GradientBoostingRegressor:
Mean Squared Error: 706.9511775182349
R-squared: 0.2305328222846491
Mean Absolute Error: 21.117892085918356

XGBRegressor:
Mean Squared Error: 810.2366894845293
R-squared: 0.11811372755934224
Mean Absolute Error: 21.702632291473613


**Hypermeter Tuning**

Here I am using RandomizedsearchCV because it is given me best score when comapred to GridsearchCV.

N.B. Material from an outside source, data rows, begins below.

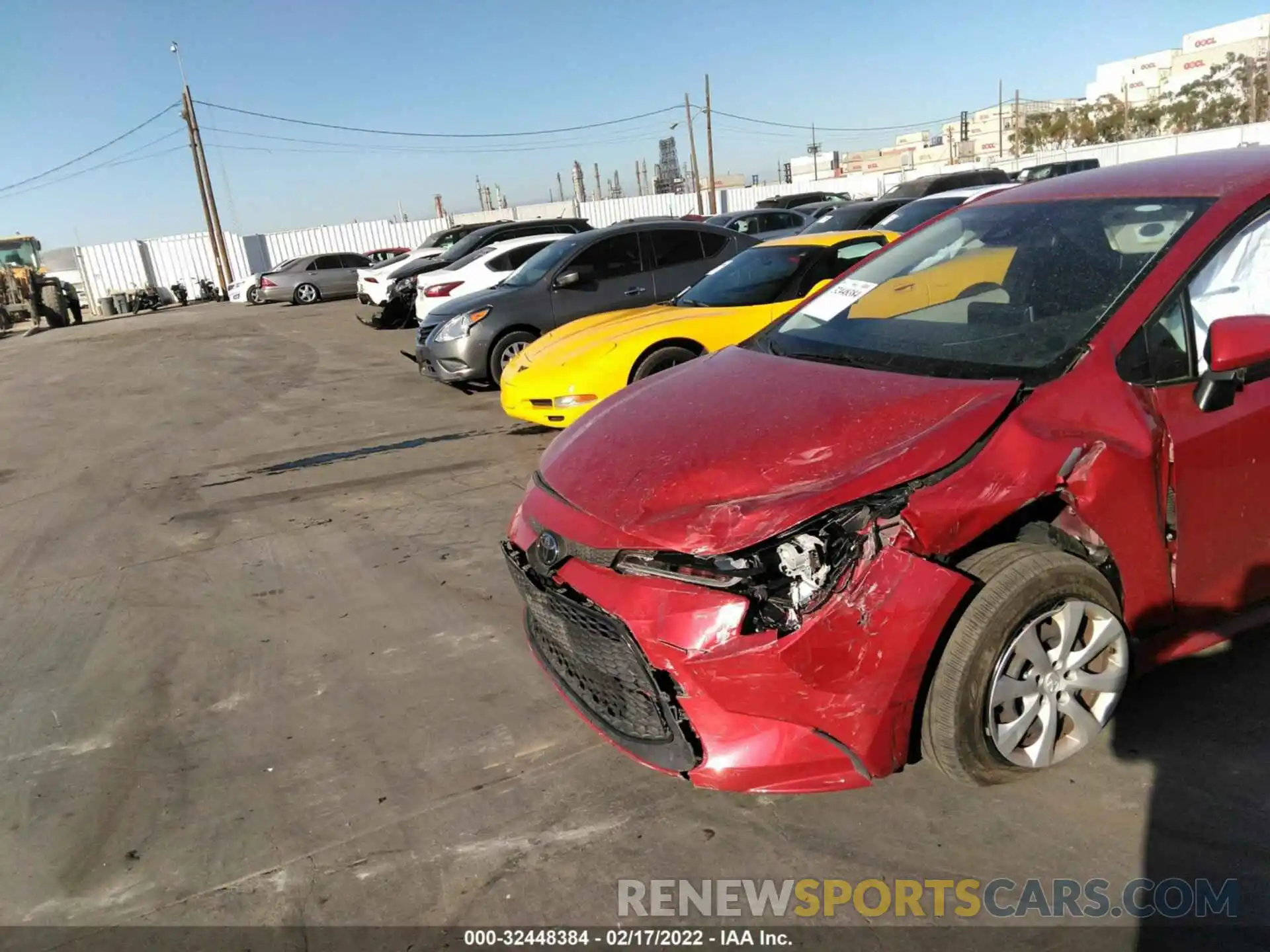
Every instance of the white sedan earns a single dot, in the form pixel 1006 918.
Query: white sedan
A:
pixel 482 270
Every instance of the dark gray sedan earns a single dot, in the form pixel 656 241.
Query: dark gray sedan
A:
pixel 762 222
pixel 314 278
pixel 609 270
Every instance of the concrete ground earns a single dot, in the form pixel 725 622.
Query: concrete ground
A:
pixel 261 664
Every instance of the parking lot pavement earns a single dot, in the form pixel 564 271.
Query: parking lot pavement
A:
pixel 261 663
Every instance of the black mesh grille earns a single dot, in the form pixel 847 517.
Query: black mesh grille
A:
pixel 596 658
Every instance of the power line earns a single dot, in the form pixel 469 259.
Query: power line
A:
pixel 837 128
pixel 107 164
pixel 439 135
pixel 625 136
pixel 93 151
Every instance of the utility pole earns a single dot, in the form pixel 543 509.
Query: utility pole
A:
pixel 205 180
pixel 714 204
pixel 1124 131
pixel 693 150
pixel 814 151
pixel 1001 118
pixel 1017 117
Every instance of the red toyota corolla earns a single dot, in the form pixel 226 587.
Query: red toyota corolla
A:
pixel 945 506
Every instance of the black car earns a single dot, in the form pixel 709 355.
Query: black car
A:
pixel 800 198
pixel 487 234
pixel 607 270
pixel 1050 171
pixel 855 215
pixel 814 210
pixel 447 237
pixel 934 184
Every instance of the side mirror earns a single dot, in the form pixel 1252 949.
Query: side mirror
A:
pixel 1235 346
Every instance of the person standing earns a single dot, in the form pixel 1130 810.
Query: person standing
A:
pixel 73 302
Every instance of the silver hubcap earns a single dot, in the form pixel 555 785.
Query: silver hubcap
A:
pixel 1057 684
pixel 508 353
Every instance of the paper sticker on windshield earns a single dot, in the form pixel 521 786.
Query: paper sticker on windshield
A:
pixel 837 299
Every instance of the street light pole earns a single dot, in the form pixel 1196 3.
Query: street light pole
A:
pixel 714 205
pixel 693 149
pixel 211 214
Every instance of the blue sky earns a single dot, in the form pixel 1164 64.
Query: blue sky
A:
pixel 497 66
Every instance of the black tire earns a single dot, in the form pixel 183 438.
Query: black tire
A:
pixel 52 305
pixel 296 295
pixel 662 360
pixel 1020 582
pixel 505 349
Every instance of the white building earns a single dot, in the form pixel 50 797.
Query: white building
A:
pixel 1146 78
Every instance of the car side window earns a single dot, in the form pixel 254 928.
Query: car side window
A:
pixel 609 258
pixel 1236 281
pixel 833 263
pixel 713 244
pixel 676 247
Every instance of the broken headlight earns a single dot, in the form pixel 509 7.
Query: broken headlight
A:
pixel 785 578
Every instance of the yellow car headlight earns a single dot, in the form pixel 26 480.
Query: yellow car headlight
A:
pixel 573 400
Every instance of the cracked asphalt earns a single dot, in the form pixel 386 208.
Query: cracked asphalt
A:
pixel 261 663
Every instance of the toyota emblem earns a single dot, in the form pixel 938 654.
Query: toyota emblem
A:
pixel 549 549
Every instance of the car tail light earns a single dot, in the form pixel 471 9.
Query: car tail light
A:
pixel 441 290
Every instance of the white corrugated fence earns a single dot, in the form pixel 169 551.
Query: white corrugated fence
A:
pixel 124 266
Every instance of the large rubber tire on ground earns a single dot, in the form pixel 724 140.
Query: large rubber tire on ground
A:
pixel 1021 583
pixel 306 294
pixel 506 348
pixel 52 305
pixel 662 360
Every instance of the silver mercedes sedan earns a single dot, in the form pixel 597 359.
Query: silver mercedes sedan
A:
pixel 312 278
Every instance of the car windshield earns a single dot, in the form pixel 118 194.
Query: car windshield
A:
pixel 755 277
pixel 910 216
pixel 542 263
pixel 840 219
pixel 464 247
pixel 991 291
pixel 19 253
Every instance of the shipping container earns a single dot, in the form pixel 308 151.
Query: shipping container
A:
pixel 1238 32
pixel 1191 66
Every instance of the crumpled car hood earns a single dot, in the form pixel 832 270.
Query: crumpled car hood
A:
pixel 728 451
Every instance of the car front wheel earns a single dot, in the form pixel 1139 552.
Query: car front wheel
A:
pixel 1033 670
pixel 306 295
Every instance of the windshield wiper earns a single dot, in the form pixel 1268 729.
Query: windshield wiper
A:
pixel 840 358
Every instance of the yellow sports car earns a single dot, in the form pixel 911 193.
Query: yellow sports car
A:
pixel 562 375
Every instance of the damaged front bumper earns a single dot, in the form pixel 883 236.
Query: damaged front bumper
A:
pixel 662 668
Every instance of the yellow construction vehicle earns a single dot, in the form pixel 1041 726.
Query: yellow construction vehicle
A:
pixel 26 291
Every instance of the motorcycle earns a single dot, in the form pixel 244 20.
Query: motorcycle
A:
pixel 146 298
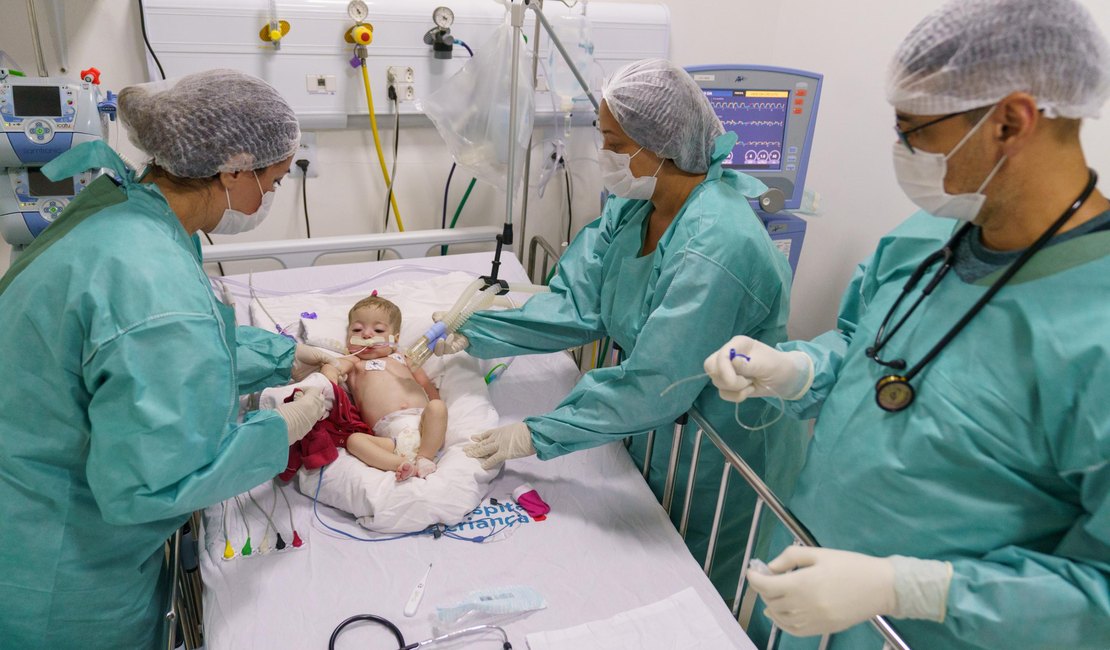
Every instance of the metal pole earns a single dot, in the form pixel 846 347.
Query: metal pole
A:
pixel 799 531
pixel 39 59
pixel 527 155
pixel 647 454
pixel 689 484
pixel 676 448
pixel 732 458
pixel 747 557
pixel 566 57
pixel 716 520
pixel 517 20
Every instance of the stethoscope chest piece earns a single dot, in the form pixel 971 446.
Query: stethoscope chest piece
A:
pixel 894 393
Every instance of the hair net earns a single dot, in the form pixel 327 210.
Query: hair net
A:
pixel 663 109
pixel 209 122
pixel 971 53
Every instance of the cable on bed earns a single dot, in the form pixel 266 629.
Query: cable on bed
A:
pixel 246 547
pixel 401 639
pixel 296 537
pixel 270 524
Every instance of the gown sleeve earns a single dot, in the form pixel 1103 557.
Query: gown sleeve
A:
pixel 567 316
pixel 828 351
pixel 262 358
pixel 1050 597
pixel 614 402
pixel 163 434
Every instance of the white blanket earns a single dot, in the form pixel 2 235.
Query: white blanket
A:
pixel 679 622
pixel 373 496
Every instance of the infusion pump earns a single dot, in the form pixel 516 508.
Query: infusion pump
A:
pixel 40 119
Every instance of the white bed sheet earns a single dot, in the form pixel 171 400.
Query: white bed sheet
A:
pixel 606 547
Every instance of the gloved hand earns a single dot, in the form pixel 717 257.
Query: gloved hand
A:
pixel 305 410
pixel 454 342
pixel 308 359
pixel 768 373
pixel 496 446
pixel 821 590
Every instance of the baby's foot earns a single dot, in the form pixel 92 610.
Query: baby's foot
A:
pixel 405 471
pixel 424 467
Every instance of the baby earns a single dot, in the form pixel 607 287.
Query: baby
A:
pixel 400 404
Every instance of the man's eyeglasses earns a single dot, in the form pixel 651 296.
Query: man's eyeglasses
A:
pixel 904 135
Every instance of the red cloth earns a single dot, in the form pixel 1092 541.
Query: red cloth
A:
pixel 321 445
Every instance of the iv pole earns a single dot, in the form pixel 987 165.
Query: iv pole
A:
pixel 516 17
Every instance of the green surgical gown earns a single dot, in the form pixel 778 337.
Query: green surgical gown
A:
pixel 999 466
pixel 121 379
pixel 714 274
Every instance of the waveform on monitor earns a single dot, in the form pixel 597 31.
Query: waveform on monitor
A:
pixel 732 105
pixel 753 123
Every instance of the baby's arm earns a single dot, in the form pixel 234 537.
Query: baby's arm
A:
pixel 337 372
pixel 424 382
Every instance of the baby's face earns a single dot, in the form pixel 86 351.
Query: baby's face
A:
pixel 369 323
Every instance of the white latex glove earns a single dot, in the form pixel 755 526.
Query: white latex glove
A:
pixel 821 590
pixel 496 446
pixel 453 343
pixel 305 410
pixel 769 373
pixel 308 359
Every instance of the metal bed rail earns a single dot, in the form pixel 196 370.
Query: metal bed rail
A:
pixel 764 498
pixel 184 615
pixel 551 255
pixel 299 253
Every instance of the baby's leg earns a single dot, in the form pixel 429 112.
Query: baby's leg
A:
pixel 433 429
pixel 377 453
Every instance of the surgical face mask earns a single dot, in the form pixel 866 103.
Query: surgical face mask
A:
pixel 921 176
pixel 617 176
pixel 234 222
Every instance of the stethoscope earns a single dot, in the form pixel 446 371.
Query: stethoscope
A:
pixel 894 392
pixel 401 639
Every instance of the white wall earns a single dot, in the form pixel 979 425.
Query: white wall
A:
pixel 850 43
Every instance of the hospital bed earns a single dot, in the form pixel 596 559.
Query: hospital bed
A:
pixel 606 548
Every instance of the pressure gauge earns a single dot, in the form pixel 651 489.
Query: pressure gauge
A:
pixel 443 17
pixel 357 10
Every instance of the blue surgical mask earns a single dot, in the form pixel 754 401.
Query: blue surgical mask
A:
pixel 617 176
pixel 234 222
pixel 921 176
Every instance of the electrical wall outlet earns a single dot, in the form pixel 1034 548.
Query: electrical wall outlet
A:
pixel 402 80
pixel 320 83
pixel 306 151
pixel 401 74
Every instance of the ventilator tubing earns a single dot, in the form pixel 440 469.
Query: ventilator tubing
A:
pixel 471 301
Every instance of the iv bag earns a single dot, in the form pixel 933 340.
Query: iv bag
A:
pixel 471 110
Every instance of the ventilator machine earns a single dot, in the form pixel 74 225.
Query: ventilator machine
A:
pixel 773 112
pixel 42 118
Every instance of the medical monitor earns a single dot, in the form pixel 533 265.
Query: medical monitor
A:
pixel 773 112
pixel 37 101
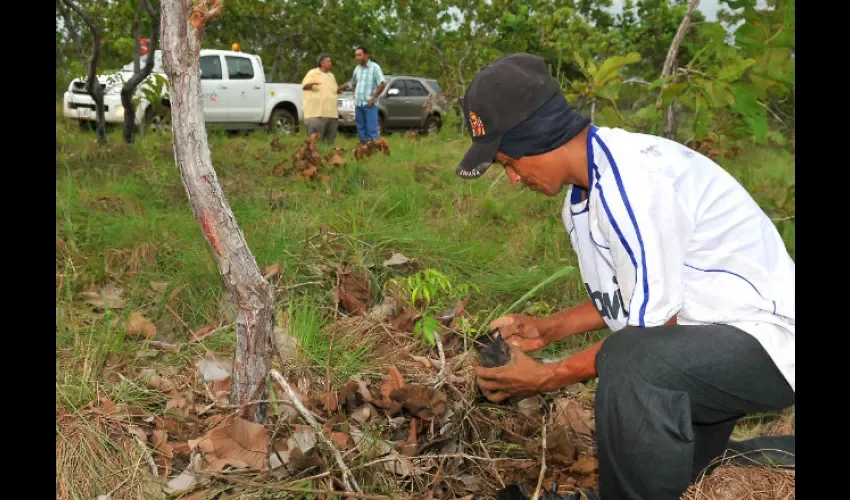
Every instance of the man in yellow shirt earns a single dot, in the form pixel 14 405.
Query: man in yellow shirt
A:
pixel 320 100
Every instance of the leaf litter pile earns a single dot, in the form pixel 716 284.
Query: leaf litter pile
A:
pixel 416 428
pixel 307 163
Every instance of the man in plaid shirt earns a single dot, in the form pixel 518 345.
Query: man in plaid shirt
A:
pixel 368 82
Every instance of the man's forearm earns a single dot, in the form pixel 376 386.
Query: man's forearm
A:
pixel 581 318
pixel 577 368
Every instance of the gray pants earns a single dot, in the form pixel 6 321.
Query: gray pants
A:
pixel 668 399
pixel 325 127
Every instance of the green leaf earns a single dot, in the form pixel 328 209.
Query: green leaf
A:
pixel 702 120
pixel 719 95
pixel 610 117
pixel 579 60
pixel 747 105
pixel 673 91
pixel 714 31
pixel 735 71
pixel 610 67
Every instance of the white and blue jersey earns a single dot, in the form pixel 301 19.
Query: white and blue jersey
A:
pixel 663 231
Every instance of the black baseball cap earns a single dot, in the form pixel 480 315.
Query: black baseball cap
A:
pixel 502 95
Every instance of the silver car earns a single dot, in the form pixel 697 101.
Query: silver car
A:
pixel 406 103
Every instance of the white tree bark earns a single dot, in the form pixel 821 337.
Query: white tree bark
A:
pixel 182 29
pixel 670 118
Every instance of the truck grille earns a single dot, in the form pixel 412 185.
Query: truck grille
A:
pixel 80 88
pixel 77 105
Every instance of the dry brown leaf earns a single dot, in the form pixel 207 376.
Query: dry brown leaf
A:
pixel 180 448
pixel 109 297
pixel 570 412
pixel 341 439
pixel 352 294
pixel 388 309
pixel 530 407
pixel 329 401
pixel 219 464
pixel 160 383
pixel 423 402
pixel 139 326
pixel 392 381
pixel 164 453
pixel 272 270
pixel 214 368
pixel 560 448
pixel 585 465
pixel 363 414
pixel 184 482
pixel 242 440
pixel 202 333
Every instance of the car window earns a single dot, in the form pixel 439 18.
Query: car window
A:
pixel 416 89
pixel 239 68
pixel 398 84
pixel 434 86
pixel 210 68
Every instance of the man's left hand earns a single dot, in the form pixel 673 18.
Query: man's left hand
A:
pixel 522 377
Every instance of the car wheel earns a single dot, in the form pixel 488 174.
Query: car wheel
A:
pixel 283 123
pixel 433 124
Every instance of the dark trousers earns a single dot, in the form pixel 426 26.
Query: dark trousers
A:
pixel 366 119
pixel 667 401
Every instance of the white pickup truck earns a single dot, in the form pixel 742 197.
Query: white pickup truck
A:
pixel 234 92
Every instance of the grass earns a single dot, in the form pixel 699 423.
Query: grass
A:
pixel 122 216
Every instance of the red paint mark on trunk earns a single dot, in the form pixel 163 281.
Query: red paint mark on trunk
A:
pixel 209 228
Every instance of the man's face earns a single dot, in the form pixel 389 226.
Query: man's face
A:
pixel 540 173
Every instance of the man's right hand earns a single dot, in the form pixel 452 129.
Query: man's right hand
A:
pixel 525 332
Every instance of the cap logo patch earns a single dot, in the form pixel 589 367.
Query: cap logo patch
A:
pixel 475 124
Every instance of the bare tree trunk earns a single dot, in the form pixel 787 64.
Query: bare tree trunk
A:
pixel 137 32
pixel 182 29
pixel 275 63
pixel 462 86
pixel 670 114
pixel 92 85
pixel 139 75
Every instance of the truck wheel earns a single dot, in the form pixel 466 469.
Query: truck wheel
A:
pixel 433 124
pixel 158 121
pixel 283 122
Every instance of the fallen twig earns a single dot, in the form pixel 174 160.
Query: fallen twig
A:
pixel 441 376
pixel 283 487
pixel 542 463
pixel 146 454
pixel 347 479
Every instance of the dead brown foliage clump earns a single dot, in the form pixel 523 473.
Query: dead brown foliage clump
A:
pixel 308 163
pixel 733 482
pixel 368 149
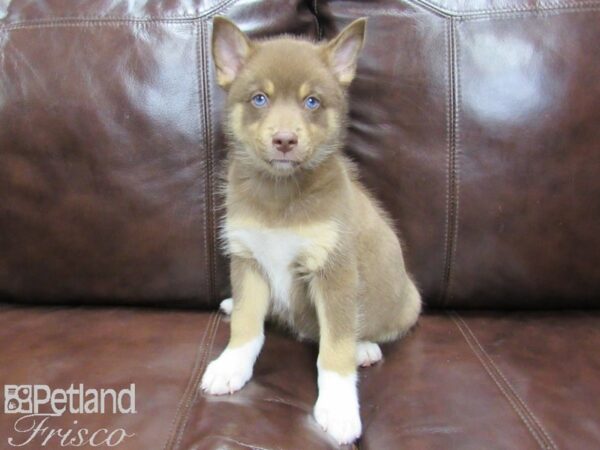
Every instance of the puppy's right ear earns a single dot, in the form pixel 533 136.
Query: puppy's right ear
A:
pixel 230 49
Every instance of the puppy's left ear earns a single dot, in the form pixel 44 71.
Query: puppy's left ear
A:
pixel 230 48
pixel 343 50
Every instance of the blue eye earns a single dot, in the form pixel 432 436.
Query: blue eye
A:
pixel 260 100
pixel 312 103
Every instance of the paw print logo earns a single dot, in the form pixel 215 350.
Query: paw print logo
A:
pixel 17 399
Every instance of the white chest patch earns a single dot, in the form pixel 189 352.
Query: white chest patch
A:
pixel 276 249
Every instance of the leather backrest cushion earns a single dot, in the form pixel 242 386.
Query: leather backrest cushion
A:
pixel 478 126
pixel 109 147
pixel 475 123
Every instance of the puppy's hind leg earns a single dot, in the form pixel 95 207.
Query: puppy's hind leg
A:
pixel 226 306
pixel 233 368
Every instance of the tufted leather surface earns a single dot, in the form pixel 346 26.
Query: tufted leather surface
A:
pixel 457 381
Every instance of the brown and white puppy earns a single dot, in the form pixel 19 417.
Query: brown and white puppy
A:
pixel 309 246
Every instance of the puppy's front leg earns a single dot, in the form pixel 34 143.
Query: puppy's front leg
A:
pixel 335 296
pixel 233 368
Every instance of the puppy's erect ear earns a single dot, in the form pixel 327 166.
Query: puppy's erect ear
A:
pixel 343 50
pixel 230 49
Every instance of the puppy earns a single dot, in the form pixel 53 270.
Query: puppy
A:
pixel 309 246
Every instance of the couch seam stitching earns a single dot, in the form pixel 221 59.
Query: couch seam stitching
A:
pixel 448 80
pixel 533 13
pixel 452 169
pixel 505 390
pixel 511 388
pixel 455 163
pixel 546 6
pixel 196 381
pixel 198 358
pixel 210 12
pixel 205 212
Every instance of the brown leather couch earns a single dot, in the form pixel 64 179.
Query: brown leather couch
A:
pixel 477 124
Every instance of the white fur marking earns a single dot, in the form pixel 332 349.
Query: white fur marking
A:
pixel 337 409
pixel 226 306
pixel 232 370
pixel 367 353
pixel 275 250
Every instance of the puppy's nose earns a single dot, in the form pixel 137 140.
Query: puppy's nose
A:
pixel 285 141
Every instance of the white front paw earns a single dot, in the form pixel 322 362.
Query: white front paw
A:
pixel 337 409
pixel 340 421
pixel 225 376
pixel 232 370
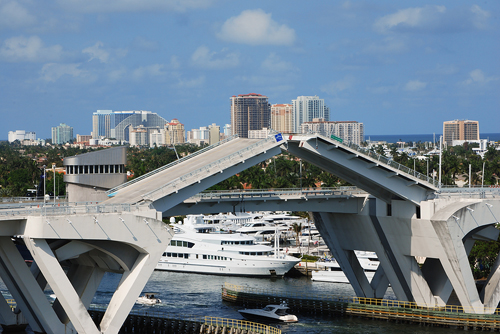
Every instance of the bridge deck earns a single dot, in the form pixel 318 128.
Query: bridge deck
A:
pixel 134 192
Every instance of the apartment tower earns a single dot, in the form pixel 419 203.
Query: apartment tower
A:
pixel 460 130
pixel 249 112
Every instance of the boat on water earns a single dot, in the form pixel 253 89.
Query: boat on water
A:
pixel 333 273
pixel 203 248
pixel 149 298
pixel 270 313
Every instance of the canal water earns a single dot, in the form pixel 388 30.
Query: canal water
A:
pixel 193 294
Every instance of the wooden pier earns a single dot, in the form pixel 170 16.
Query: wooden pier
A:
pixel 152 322
pixel 391 310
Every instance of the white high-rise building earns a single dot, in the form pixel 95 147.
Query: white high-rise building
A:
pixel 306 108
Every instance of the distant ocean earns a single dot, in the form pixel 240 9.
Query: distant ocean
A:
pixel 422 138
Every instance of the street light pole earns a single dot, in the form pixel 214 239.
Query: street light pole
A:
pixel 54 180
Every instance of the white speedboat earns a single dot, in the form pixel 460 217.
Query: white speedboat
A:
pixel 270 313
pixel 199 248
pixel 333 273
pixel 149 298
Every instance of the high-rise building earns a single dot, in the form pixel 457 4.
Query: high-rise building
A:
pixel 281 118
pixel 306 108
pixel 214 134
pixel 62 134
pixel 115 124
pixel 460 130
pixel 175 132
pixel 21 135
pixel 249 112
pixel 349 131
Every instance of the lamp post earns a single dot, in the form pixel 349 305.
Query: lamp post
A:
pixel 54 180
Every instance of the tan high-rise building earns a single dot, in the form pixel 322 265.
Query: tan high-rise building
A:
pixel 460 130
pixel 249 112
pixel 175 133
pixel 281 117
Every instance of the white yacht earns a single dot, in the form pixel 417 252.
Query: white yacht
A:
pixel 199 248
pixel 332 272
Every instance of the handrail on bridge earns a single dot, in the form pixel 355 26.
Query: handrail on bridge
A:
pixel 207 168
pixel 187 157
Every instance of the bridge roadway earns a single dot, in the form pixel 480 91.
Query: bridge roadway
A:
pixel 401 215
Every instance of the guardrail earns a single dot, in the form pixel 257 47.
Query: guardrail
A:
pixel 187 157
pixel 207 168
pixel 387 161
pixel 72 209
pixel 354 300
pixel 258 193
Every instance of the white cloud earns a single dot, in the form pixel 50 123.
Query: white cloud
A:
pixel 151 71
pixel 335 87
pixel 410 18
pixel 96 52
pixel 13 15
pixel 31 49
pixel 275 64
pixel 108 6
pixel 52 71
pixel 477 77
pixel 191 83
pixel 415 85
pixel 433 19
pixel 255 27
pixel 203 58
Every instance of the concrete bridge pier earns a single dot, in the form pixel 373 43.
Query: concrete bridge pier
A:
pixel 72 254
pixel 441 231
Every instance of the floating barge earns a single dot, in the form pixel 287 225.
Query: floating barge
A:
pixel 383 309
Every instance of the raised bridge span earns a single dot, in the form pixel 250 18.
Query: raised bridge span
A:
pixel 396 212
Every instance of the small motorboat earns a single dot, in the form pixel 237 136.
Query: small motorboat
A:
pixel 149 298
pixel 270 313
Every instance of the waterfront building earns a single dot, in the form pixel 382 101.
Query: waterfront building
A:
pixel 349 131
pixel 306 108
pixel 281 118
pixel 21 135
pixel 259 134
pixel 460 130
pixel 62 134
pixel 214 134
pixel 115 124
pixel 175 133
pixel 249 112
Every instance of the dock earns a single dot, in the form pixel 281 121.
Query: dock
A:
pixel 383 309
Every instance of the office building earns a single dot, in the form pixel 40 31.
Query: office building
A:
pixel 249 112
pixel 214 134
pixel 116 124
pixel 306 108
pixel 62 134
pixel 348 131
pixel 460 130
pixel 281 118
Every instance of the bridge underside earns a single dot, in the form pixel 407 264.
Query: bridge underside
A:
pixel 71 254
pixel 444 237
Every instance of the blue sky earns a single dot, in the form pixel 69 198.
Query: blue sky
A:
pixel 399 67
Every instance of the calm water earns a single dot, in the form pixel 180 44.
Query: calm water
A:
pixel 184 294
pixel 193 294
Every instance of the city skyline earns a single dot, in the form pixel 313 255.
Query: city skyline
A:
pixel 398 67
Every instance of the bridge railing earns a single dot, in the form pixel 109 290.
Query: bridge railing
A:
pixel 259 193
pixel 388 161
pixel 69 209
pixel 207 168
pixel 176 162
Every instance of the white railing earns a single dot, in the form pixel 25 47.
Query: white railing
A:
pixel 176 162
pixel 207 169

I used GridsearchCV also for below Models but it's given less score and the time taken is more.

In [105]:
gs_rtr = {
    'n_estimators': [50, 100, 200],
    'max_depth': [None, 10, 20],
    'min_samples_split': [2, 5, 10],
    'min_samples_leaf': [1, 2, 4]
}
gd = RandomizedSearchCV(RandomForestRegressor(),gs_rtr,cv=5,n_iter=10)
gd.fit(x_train, y_train)

In [106]:
gd.best_params_

{'n_estimators': 50,
 'min_samples_split': 10,
 'min_samples_leaf': 2,
 'max_depth': None}

In [107]:
gd.best_score_

np.float64(0.2819688126118284)

In [108]:
gs_gbr = {
    'n_estimators': [100, 200, 300],
    'learning_rate': [0.01, 0.05, 0.1],
    'max_depth': [3, 5, 7],
    'min_samples_split': [2, 5, 10],
    'min_samples_leaf': [1, 3, 5]
}
gd = RandomizedSearchCV(GradientBoostingRegressor(),gs_gbr,cv=5,n_iter=10)
gd.fit(x_train, y_train)

In [109]:
gd.best_params_

{'n_estimators': 300,
 'min_samples_split': 2,
 'min_samples_leaf': 1,
 'max_depth': 3,
 'learning_rate': 0.05}

In [110]:
gd.best_score_

np.float64(0.2936612561271102)

In [111]:
gs_xg = {
          'n_estimators': [100, 200, 300, 500],
          'max_depth': [3, 5, 7, 10],
          'learning_rate': [0.01, 0.05, 0.1, 0.2],
          'subsample': [0.6, 0.8, 1.0],
          'colsample_bytree': [0.6, 0.8, 1.0],
          'gamma': [0, 0.1, 0.2, 0.3],
          'reg_alpha': [0, 0.01, 0.1, 1],
          'reg_lambda': [0, 0.01, 0.1, 1]
}
gd = RandomizedSearchCV(XGBRegressor(),gs_xg,cv=5,n_iter=10)
gd.fit(x_train, y_train)

In [112]:
gd.best_params_

{'subsample': 0.8,
 'reg_lambda': 0.01,
 'reg_alpha': 0.1,
 'n_estimators': 200,
 'max_depth': 7,
 'learning_rate': 0.05,
 'gamma': 0,
 'colsample_bytree': 0.6}

In [113]:
gd.best_score_

np.float64(0.3156092785924316)

By refering above models, I am  Considering ***XGB regression*** model as my Best model

**Conclusion** -

•	This project provides data-driven insights into IPL matches and improves decision-making for cricket analysts, teams, and enthusiasts.

•	The best-performing model can help teams predict realistic chase targets and plan their batting strategy accordingly.

•	Future improvements can include live match data integration and deep learning techniques for enhanced accuracy.